Can you give me an idea of what it's like please?!

We live in a fairly modern town house built in the 70's and our previous house was new build. We've found a cottage built in 1850 ish and have fallen in love with it, but are trying to work out what it's going to cost to live there. It needs modernising - new kitchen and bathroom, has a mixture of windows from single glazed to secondary glazed, working fire places (the front room was toasty with the fire going) but other rooms feel cold. I would be happy to live in it as it is for a while before doing any work, but am worried about a constant list of jobs that will need doing.

Pagwatch Mon 21-Jan-13 10:35:56

Ours is 1840 and is a good example of a period house so everything we do, we try to do in keeping.
It is a big house in fairness (on my profile) but yes, bloody expensive. And endless.
We had to have the porch repaired and relied recently - that was £8,000. The guttering needs doing next. We have spent well over £100,000 including the work on the basement.

sausagesandwich34 Mon 21-Jan-13 10:40:16

mine is 1870s end terrace

about the same cost to heat, high ceilings but very thick walls

rooms/walls/floors are not square so things never sit quite right but it adds character

I also never hear a sound from the neighbours!

i wouldn't live in a modern house again

GoldPlatedNineDoors Mon 21-Jan-13 10:43:40

1880s mid terrace ground floor flat. Weve sanded the floorboards, so the house cools down quickly when the heating is off, and we heat it all day and night feom Oct - March.

We could carpet but the rooms are hugh and would be costly.

High ceilings, cornicing and ceiling roses which are stunning.
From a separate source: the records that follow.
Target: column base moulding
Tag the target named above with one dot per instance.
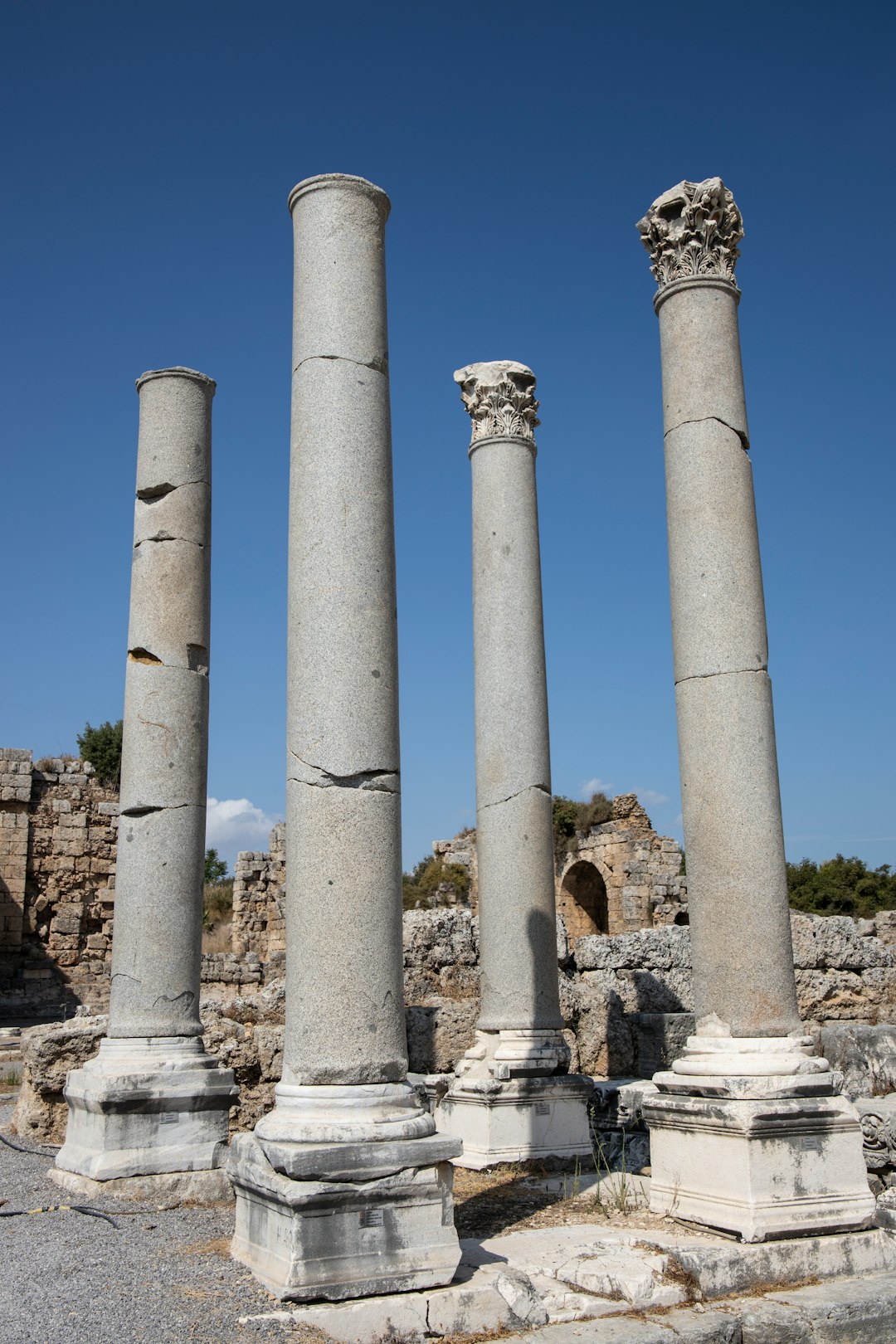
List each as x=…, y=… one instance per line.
x=348, y=1220
x=145, y=1107
x=518, y=1120
x=203, y=1188
x=763, y=1168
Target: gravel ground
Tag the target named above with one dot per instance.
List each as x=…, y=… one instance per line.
x=158, y=1277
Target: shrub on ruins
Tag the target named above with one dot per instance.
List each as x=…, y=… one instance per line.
x=571, y=817
x=215, y=867
x=841, y=888
x=102, y=749
x=218, y=891
x=434, y=884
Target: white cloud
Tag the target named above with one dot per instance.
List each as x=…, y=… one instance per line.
x=650, y=796
x=234, y=824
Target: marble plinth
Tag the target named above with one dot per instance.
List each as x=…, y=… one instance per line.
x=147, y=1105
x=518, y=1120
x=761, y=1168
x=355, y=1218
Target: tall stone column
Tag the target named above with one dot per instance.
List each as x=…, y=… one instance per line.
x=153, y=1101
x=512, y=1097
x=747, y=1132
x=348, y=1136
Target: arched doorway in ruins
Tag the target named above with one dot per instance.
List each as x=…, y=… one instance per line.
x=582, y=901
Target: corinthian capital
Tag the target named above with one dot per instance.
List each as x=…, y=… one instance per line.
x=500, y=398
x=692, y=230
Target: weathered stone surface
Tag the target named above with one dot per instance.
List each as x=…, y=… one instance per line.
x=835, y=942
x=441, y=955
x=602, y=1032
x=649, y=949
x=737, y=879
x=312, y=1239
x=726, y=1164
x=497, y=1103
x=864, y=1055
x=438, y=1034
x=192, y=1188
x=47, y=1054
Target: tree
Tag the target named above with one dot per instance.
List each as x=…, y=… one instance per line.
x=841, y=888
x=102, y=749
x=433, y=882
x=215, y=867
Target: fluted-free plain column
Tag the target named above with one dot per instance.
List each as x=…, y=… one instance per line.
x=344, y=1093
x=538, y=1109
x=153, y=1101
x=731, y=1163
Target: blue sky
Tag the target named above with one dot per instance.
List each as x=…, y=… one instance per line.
x=148, y=158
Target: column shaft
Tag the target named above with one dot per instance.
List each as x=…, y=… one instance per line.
x=514, y=835
x=512, y=1097
x=162, y=838
x=152, y=1101
x=344, y=1188
x=344, y=1016
x=733, y=1120
x=743, y=972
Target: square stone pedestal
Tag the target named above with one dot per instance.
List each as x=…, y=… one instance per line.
x=762, y=1168
x=147, y=1105
x=518, y=1120
x=345, y=1220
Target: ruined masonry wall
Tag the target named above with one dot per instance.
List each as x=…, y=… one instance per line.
x=258, y=928
x=641, y=869
x=58, y=830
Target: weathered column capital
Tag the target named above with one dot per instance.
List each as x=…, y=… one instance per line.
x=500, y=398
x=692, y=233
x=178, y=371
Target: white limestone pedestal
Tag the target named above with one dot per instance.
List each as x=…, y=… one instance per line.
x=750, y=1136
x=344, y=1191
x=508, y=1103
x=147, y=1105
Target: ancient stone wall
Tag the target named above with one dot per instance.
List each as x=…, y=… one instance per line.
x=258, y=901
x=58, y=854
x=617, y=878
x=58, y=835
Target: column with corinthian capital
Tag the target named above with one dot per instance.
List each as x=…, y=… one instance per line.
x=153, y=1103
x=747, y=1131
x=512, y=1097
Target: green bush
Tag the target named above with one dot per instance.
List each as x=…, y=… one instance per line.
x=215, y=867
x=841, y=888
x=571, y=817
x=430, y=874
x=102, y=749
x=218, y=902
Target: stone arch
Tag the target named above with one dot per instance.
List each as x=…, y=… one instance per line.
x=582, y=901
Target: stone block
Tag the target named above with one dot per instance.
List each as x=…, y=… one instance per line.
x=519, y=1120
x=865, y=1055
x=648, y=949
x=147, y=1105
x=833, y=942
x=659, y=1040
x=763, y=1170
x=438, y=1034
x=308, y=1239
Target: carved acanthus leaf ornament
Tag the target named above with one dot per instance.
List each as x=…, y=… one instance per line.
x=500, y=398
x=692, y=230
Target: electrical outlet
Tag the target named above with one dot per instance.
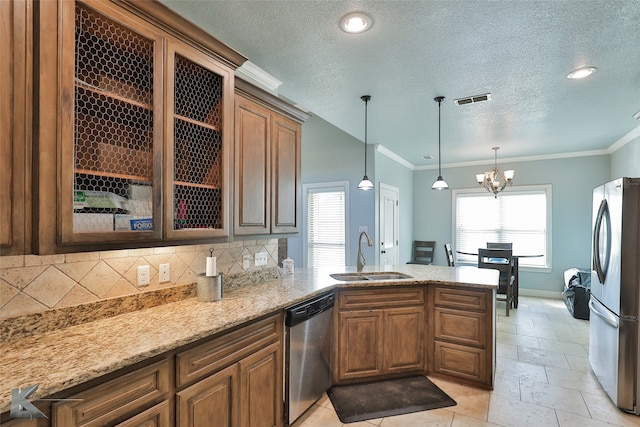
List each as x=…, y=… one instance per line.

I love it dearly but we need a third bedroom and a garage or loft (storage) so will need to sell up within the nexr year or two and I wont be able to afford a whole old house sad

Troubleintmill Mon 21-Jan-13 10:44:35

We used to live in a 16th century cottage and now live in a 1840 townhouse so used to period property! If the house is sound structurally you shouldn't have to lay out too much, as long as you keep on top of any work that needs doing. If you leave it that's whenit becomes expensive as more damage to fix IYSWIM! If its just modernising internally you can spend as little or much as you can afford.
I'd get the fires opened in other rooms if there are any-wood burners are good for heat.. You can add more secondary glazing and make sure you have good curtains to keep heat in. Maybe get someone to give you an idea of how much stuff will cost before you commit? Will help you see if you can afford it. Good luck!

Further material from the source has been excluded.